Job Title: Head Chef

Department: Hotel

Location: Overseas

Reports to: Hotel Manager

Job Role Summary:

Leading by example you will build and maintain professional, efficient, safe and enjoyable kitchen environment. You will motivate the team to produce a consistently high standard of meal service in both buffet and a la carte styles. You will have a proven experience in all areas of food preparation, design and HACCP. Working to strict budgets and sales targets, you will be result orientated and ensure the highest level of customer satisfaction at all times.

Key Responsibilities and Tasks:

To deliver a menu that is suitable for the requirements of the operation and within the constraints of the pre –determined budget whilst ensuring it consistently achieves targeted CSQ’s.

To develop, design and train staff on producing a varied a la carte menu that meets the needs of the operation whilst achieving the food GP

To train and develop staff knowledge and document this as required to company standards

To conduct weekly stock checks and be capable of compiling and reporting on stock and financial results in a timely manner as required

To set, instruct staff and monitor all areas of the HACCP system ensuring designated paperwork is completed as required and meets both local and UK Laws.

To be flexible and approachable in all working conditions to ensure a smooth operation between departments and meeting the needs of the business

To promote and ensure that a safe working environment is maintained at all times in line with OHS and

H&S guidelines.

To be customer service orientated at all times, encourage direct feedback from our guests.

To ensure the implementation and training with regards to the variations and changes to menus in order to meet guests needs throughout the season.

To ensure the purchasing of good quality produce required for the operation and display a professional approach at all times whilst ensuring financial restraints are being adhered to and the needs of the business being priority at all times

To monitor, record all wastage and breakages in line with company procedures

To develop a positive working relationship within all teams of the operation

Demonstrate an excellent overall knowledge of Neilson products and pro-actively cross sell our holidays to all Neilson guests.

To ensure that procedures are put in place to prevent the loss of stocks and revenue and that these are adhered to.
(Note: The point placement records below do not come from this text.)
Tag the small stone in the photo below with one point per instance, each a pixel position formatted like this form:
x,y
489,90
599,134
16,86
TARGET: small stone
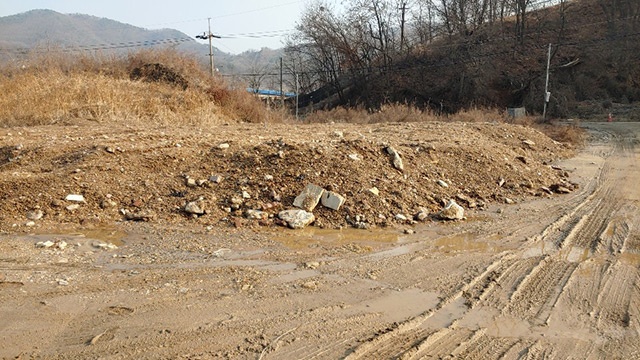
x,y
452,211
312,265
191,183
108,203
256,215
396,160
401,217
422,215
309,197
35,215
332,200
296,219
194,208
45,244
310,285
75,198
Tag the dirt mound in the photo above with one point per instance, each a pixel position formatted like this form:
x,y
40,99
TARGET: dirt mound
x,y
159,73
151,174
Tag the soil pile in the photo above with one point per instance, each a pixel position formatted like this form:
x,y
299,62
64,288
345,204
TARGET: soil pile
x,y
165,174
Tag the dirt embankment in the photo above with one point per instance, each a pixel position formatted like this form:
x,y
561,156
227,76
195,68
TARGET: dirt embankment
x,y
151,174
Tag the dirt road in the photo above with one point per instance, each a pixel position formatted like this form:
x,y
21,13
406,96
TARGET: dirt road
x,y
551,278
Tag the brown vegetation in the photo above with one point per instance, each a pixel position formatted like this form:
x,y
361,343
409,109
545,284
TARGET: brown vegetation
x,y
59,88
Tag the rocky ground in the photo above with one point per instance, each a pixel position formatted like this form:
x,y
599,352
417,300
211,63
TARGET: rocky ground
x,y
245,175
552,276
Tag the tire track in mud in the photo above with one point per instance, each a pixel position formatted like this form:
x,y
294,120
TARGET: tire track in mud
x,y
529,287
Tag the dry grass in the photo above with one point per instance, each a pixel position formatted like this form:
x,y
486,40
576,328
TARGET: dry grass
x,y
63,89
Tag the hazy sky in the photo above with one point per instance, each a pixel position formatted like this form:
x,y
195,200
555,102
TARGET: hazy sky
x,y
253,24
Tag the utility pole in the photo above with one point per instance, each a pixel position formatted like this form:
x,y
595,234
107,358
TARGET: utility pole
x,y
209,35
281,92
547,94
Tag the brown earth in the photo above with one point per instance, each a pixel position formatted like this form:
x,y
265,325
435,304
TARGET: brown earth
x,y
553,276
146,171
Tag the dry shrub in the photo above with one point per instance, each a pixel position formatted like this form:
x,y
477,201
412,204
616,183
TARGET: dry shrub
x,y
386,113
66,89
479,115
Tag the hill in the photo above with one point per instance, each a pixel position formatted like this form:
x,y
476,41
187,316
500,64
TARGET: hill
x,y
22,32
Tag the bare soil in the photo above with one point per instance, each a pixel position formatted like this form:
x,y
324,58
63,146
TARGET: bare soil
x,y
528,274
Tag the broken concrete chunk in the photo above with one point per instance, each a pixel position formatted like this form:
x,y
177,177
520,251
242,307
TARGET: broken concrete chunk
x,y
296,219
332,200
396,160
452,211
309,197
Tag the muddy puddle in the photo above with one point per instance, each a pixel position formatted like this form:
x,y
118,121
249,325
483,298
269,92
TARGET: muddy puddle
x,y
313,237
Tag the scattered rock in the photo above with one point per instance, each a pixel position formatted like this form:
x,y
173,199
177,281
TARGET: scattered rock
x,y
312,265
190,182
35,215
452,211
560,189
422,214
396,160
401,217
310,285
108,203
332,200
73,207
296,219
309,197
137,216
75,198
195,208
45,244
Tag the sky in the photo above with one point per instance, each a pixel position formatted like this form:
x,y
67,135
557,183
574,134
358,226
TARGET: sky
x,y
243,24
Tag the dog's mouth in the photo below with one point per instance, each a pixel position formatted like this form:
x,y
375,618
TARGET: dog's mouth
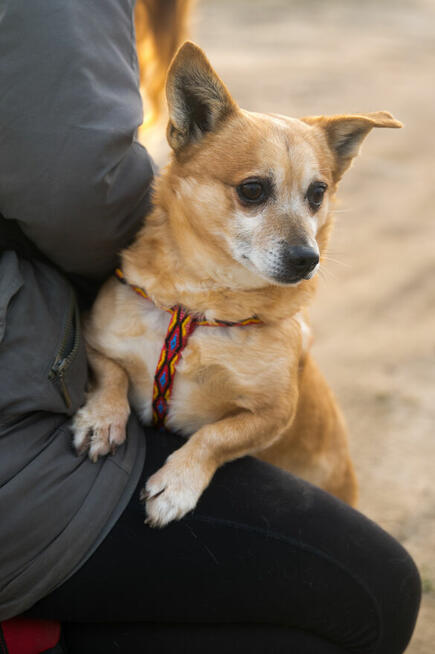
x,y
286,270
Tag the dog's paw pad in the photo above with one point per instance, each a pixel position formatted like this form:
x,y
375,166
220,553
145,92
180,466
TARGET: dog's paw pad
x,y
98,433
173,491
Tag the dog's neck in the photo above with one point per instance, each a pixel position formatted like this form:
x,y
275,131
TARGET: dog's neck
x,y
201,278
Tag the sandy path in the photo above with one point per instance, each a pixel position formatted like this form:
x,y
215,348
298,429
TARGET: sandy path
x,y
374,316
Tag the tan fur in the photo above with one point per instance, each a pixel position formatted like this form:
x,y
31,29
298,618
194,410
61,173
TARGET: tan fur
x,y
241,390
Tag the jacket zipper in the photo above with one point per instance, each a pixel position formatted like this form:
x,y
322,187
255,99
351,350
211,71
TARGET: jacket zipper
x,y
62,362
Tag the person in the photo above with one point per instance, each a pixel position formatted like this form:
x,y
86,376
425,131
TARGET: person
x,y
266,562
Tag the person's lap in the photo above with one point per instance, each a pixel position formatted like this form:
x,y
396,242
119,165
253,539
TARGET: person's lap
x,y
262,548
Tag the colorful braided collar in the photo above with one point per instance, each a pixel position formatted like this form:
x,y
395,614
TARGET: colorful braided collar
x,y
181,326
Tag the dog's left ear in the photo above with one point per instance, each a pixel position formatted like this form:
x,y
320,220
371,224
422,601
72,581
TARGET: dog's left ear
x,y
198,100
345,134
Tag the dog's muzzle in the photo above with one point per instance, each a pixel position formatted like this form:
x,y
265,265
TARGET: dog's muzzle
x,y
297,262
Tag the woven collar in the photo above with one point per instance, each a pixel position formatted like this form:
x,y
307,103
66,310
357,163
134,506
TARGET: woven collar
x,y
201,321
181,326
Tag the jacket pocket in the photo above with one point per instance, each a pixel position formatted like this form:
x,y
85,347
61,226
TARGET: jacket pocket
x,y
67,353
10,283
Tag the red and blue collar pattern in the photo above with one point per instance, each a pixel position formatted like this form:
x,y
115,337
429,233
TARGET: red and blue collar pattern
x,y
181,326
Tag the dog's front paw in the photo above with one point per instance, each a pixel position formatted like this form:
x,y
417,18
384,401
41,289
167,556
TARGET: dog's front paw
x,y
174,490
98,428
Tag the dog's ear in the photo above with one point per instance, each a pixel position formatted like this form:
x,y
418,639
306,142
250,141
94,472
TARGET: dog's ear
x,y
346,133
198,100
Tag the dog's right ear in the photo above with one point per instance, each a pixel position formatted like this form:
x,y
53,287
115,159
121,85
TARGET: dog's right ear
x,y
198,100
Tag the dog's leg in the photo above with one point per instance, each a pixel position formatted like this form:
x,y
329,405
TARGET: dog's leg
x,y
176,488
99,426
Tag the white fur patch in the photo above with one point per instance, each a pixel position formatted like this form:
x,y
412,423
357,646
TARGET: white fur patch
x,y
305,331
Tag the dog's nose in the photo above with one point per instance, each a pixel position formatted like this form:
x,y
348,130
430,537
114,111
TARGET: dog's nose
x,y
301,260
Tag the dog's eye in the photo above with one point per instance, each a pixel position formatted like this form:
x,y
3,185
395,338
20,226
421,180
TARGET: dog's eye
x,y
252,191
315,194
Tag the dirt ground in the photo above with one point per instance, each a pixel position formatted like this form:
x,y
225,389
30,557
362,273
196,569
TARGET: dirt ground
x,y
374,315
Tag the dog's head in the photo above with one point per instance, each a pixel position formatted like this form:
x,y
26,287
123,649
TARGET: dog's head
x,y
256,186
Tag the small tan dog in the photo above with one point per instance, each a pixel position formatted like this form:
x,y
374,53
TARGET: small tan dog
x,y
241,218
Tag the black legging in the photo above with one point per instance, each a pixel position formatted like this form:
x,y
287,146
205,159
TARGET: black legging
x,y
265,564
To carry out any other requests by a member of the management team.

Qualifications and experience required:

Educated to GCSE standard or equivalent, formal Catering qualifications

IT Skills, Computer literate and capable with Excel and Word and producing menus, stock sheets and written reports

Current Food Hygiene certificate and HACCP training

Proven experience of managing teams with emphasis on management and development.
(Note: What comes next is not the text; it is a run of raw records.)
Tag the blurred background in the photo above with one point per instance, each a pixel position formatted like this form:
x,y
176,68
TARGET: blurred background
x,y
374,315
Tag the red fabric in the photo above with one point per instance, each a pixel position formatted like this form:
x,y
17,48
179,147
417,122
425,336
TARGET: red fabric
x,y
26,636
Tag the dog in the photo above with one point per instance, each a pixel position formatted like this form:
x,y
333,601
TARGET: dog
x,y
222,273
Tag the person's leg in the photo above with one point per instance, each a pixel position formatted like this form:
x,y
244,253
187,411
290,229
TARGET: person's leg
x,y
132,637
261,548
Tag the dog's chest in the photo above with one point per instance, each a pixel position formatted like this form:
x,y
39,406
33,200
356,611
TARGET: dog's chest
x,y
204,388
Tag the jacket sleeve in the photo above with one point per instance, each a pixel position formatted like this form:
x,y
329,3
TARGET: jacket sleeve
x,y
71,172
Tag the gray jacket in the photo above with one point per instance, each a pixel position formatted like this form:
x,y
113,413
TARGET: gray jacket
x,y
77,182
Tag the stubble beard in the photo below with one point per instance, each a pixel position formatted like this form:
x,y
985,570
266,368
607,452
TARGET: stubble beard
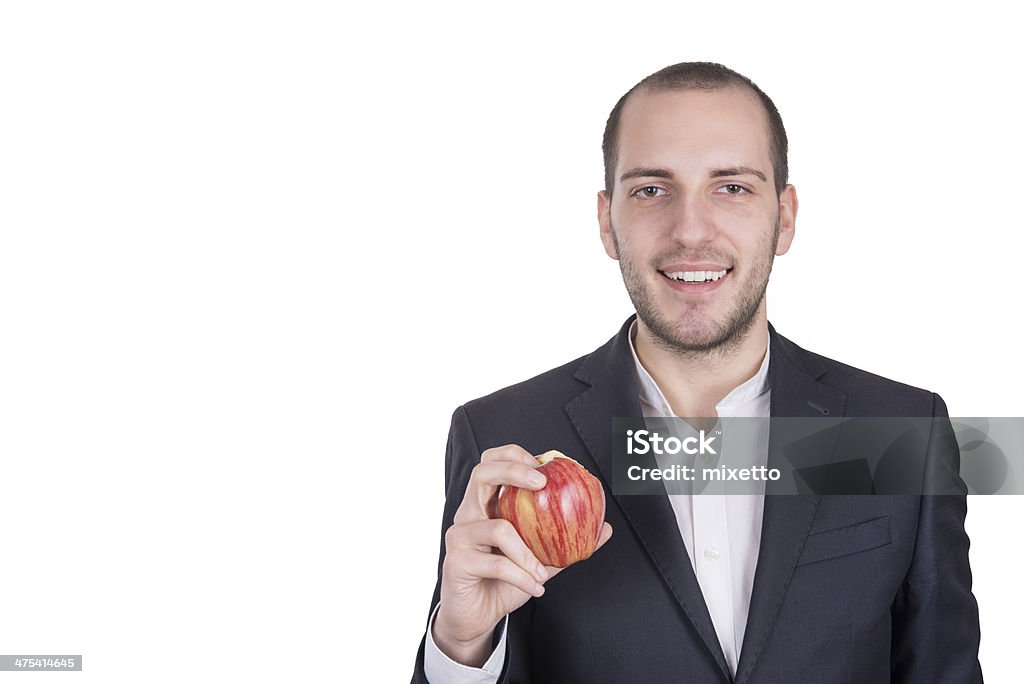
x,y
694,335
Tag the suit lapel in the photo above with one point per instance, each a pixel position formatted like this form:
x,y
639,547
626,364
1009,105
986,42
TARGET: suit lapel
x,y
613,393
795,392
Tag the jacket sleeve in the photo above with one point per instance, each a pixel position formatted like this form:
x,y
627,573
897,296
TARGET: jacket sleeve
x,y
936,632
461,457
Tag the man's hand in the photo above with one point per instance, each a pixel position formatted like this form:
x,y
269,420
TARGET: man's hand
x,y
488,571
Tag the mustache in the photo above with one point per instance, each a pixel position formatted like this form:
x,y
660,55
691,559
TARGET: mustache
x,y
673,256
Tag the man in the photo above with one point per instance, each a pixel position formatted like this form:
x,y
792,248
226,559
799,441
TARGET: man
x,y
692,588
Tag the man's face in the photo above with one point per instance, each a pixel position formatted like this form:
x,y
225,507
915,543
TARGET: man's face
x,y
694,220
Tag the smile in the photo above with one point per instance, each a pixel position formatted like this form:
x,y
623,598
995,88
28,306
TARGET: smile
x,y
695,275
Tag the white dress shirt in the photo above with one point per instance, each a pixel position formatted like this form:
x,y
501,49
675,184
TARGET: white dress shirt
x,y
721,532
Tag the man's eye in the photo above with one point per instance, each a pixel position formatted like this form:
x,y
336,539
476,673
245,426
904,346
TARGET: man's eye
x,y
649,191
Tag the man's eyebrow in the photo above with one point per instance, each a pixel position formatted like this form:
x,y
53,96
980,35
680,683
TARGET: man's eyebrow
x,y
738,171
642,172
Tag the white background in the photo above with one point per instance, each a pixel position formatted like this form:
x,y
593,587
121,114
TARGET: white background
x,y
253,255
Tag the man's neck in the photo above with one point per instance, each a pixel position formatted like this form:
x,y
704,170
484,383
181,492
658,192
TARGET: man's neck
x,y
694,384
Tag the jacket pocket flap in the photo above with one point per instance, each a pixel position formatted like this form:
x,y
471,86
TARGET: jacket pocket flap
x,y
846,541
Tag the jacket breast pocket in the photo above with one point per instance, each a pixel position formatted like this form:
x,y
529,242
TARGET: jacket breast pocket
x,y
846,541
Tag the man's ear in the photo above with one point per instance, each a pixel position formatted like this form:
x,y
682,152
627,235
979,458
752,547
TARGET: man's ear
x,y
787,206
604,221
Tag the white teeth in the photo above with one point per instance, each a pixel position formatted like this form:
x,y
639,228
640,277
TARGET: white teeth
x,y
696,275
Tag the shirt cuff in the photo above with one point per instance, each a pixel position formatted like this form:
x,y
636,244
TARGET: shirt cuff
x,y
439,669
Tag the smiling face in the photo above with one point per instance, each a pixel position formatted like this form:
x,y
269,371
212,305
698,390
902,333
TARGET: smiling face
x,y
693,218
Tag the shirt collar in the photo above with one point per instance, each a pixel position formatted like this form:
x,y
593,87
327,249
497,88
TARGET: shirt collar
x,y
748,391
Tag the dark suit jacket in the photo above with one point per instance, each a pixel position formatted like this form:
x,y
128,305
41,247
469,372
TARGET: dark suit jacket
x,y
847,588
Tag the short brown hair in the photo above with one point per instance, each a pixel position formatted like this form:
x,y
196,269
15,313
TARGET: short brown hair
x,y
699,76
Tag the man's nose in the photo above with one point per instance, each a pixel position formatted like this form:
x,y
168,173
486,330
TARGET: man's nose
x,y
693,222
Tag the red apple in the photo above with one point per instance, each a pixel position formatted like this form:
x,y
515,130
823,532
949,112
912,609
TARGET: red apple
x,y
561,522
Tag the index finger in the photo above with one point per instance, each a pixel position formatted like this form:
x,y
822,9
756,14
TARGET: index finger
x,y
509,453
508,465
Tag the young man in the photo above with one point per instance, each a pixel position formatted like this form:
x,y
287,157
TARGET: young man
x,y
692,588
At least 5 years experience in providing extensive design and food presentation in hot/cold buffet menus and a la carte dining.

Experience in catering for up to 200 guests, preferably within a hotel environment.

Managing kitchen budgets and Stock control procedures.

Experience of working overseas with a tour operator (Desirable)

Knowledge, skills and abilities required:

A willingness to learn and develop

Display constant high levels of standards and service, leading by example

Be a positive and effective communicator within the team and with guests

Experience and training in various food styles

The ability to motivate and train team members to achieve objectives

Be flexible with working hours and be willing to assist in all areas of the operation

Presentation:

Excellent appearance and personal grooming

Highest levels of personnel hygiene at all times

Personal qualities:

Hard working, self-motivated and work well under pressure with a desire to succeed.